I take a walk around the port, passing the fish market and an impressive array of fish and shellfish. As I round the corner I’m tempted by a few of the restaurants but I know there is one at the top of Fløibanen, one of the seven mountains that surround Bergen. The Funicular starts at the bottom of the hill close to the main port – literally a few hundred years from both Bryggen and the fish market. The roundtrip ticket (up and back down again) is 90NOK, so about £7 or $10.
The hill is steep – the funicular itself is stepped inside so that you have a variety of different levels to stand on, which not only makes because of the physical layout of the carriage, but also means every single level gets access to the same unrestricted view. The journey is quiet and takes a few minutes to get the side of the mountain, passing the downhill carriage in the process. The views quickly became amazing, although a good chunk of the route that still lies within the city is actually walled and covered, suspect to provide some barrier for the people who live and work in the building, The funicular runs every 15 minutes and although it’s silent is probably quite a distraction. Not to mention tourists looking into gardens and through windows.
At the top as we exit you are presented with a massive stepped viewing area that looks out directly over Bergen and the fjords beyond, and from where you can see the other mountains and surrounding landscape. To see the views are magnificent is an understatement. It is a beautiful crisp, blue skied autumn day which makes the view and atmosphere perfect. It takes a while to sink in just how majestic the landscape is.
I head for some lunch in the cafe at the top – it’s self service and the food is excellent and traditional fair, although it takes me some time to get used to the currency as I’m trying not to end up with so many coins. It is very busy, and this is obviously the place to be for locals and tourists.

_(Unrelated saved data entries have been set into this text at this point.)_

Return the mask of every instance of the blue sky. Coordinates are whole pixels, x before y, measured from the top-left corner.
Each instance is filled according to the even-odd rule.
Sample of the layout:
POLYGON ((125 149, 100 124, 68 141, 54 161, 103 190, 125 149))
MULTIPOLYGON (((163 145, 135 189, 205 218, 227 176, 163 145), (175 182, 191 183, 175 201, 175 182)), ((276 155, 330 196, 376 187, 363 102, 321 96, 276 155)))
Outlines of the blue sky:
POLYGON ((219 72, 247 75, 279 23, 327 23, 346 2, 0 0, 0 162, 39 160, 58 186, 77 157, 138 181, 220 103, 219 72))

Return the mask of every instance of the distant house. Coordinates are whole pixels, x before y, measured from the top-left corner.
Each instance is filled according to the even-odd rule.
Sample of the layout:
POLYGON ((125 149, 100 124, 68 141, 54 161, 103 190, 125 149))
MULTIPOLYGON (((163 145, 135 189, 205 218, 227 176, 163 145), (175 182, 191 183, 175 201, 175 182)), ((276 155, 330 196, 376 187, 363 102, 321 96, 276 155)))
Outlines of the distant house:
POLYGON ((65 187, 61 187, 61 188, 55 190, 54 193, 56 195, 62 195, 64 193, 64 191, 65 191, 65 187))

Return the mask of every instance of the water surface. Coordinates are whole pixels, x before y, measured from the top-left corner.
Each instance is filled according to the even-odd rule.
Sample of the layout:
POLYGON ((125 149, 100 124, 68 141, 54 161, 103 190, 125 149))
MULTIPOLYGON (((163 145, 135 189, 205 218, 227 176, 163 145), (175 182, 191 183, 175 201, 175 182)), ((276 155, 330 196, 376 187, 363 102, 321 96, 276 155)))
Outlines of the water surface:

I have some trouble finding a table and eventually have to share with a group of Norwegian having a deep conversation I obviously cannot follow.
After lunch I decide to go for a walk with the hoards of locals, entire families, friends, out for a similar walk in the afternoon sun. There are people running, hiking or just out for a stroll. The top of Fløibanen is covered in pathways that you can follow without needing to be too fit, and also off-track routes.
There are also a number of lakes and ponds, most with picnic areas and even barbecues if you’ve come prepared.
After years of walking in the lake district on paths and crags that are very similar I take a route off the beaten track and switch into what I can only call ‘mountain goat’ mode, stepping quickly from rock to rock and crag to crag as I go both up and down the hills and terrain. This is what I’ve missed – it’s been a long time since I was able to go on a hike that felt so wild and rough and I’m loving it.
Still the views are magnificent and I find myself stopping frequently just to take in the views and breathe in the very fresh and clean air.
There are various wooden carvings around the forest at the top, and near one I spy a family and their children walking out over the ice. Although I wouldn’t like to try it, I’ve already seen that the ice in places is several inches thick so I’m not worried.
After trekking for a few hours, both on and off track, I head back to the steps and start to look out at the setting sun. It will set at 15:55 and I make it back to the view just after 3pm. I watch as the sun slowly sets – takes a long time due to combination of the northern location (we are 60º north here), the time of the year, and the elevation, but the view is too magnificent to miss.
I stay until just before the sun goes down, and then take the funicular down the mountain and walk back to the Hurtigruten terminal in the twilight.